Die polnische Fallstudie zum Projekt „Voices on Values“ zeichnet die Ursprünge der Öffnung der polnischen Gesellschaft durch die Solidaritätsbewegung der 80er Jahre und den postkommunistischen Übergang Anfang der 90er Jahre nach. Obwohl das Land inzwischen eine bedeutende politische und wirtschaftliche Transformation durchlaufen hat, werfen der jüngste Erfolg des autoritären Populismus und die Untergrabung der demokratischen Institutionen durch die PiS-Regierung die Frage auf, wie fest  demokratische Werte in Polen wirklich verankert sind.

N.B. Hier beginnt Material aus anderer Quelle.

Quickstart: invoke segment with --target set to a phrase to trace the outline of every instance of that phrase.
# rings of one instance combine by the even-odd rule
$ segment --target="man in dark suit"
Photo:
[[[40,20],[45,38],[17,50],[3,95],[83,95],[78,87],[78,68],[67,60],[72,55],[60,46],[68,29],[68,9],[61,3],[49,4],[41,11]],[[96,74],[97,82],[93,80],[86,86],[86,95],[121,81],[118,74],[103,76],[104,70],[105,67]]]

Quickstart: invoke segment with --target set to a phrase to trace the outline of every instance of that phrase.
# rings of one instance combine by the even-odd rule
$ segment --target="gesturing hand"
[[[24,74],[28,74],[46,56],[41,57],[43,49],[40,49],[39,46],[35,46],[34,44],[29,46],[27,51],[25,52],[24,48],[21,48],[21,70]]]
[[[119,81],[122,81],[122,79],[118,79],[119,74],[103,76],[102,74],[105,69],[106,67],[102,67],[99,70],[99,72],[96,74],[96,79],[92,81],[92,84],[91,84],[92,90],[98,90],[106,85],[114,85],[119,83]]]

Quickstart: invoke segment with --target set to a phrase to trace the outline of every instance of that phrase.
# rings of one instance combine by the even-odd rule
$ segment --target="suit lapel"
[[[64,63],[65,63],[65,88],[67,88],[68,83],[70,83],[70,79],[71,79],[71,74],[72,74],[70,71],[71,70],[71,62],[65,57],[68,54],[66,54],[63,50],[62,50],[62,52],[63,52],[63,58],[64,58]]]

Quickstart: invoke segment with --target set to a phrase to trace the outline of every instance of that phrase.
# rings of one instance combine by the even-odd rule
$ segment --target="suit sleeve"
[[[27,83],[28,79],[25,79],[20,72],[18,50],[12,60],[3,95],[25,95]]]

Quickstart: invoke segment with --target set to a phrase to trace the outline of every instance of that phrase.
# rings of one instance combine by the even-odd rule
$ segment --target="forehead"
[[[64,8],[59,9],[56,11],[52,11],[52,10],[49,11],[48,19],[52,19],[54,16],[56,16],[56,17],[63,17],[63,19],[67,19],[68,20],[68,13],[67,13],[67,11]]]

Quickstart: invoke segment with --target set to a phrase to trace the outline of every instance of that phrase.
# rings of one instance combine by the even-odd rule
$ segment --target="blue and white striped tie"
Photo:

Auf Basis der im Rahmen der Studie erhobenen Daten geht Filip Pazderski auf diese Frage ein, indem er zeigt, dass die Unterstützung demokratischer Grundprinzipien in Polen generell hoch ist, dass die Polen aber dazu neigen, eine Definition von Demokratie als Macht der Mehrheit anzunehmen. Sie unterstützen Grundprinzipien, die für alle Menschen in der Gesellschaft gelten, wie z.B. die Meinungsfreiheit, wägen aber andere Prinzipien, wie den Schutz von Minderheiten, eher gegen andere Anliegen ab.

Die von Pazderski durchgeführten Experteninterviews zeichnen ein ernüchterndes Bild vom demokratischen Erbe der Solidaritätsbewegung in Polen. Sie zeigen, dass die Bewegung und der damit verbundene demokratische Wandel zwar nachhaltige Auswirkungen auf das politische System des Landes hatten, dass aber die nur scheinbare Etablierung von Prinzipien einer „offenen“ Gesellschaft heute zu einer Quelle der Enttäuschung geworden ist.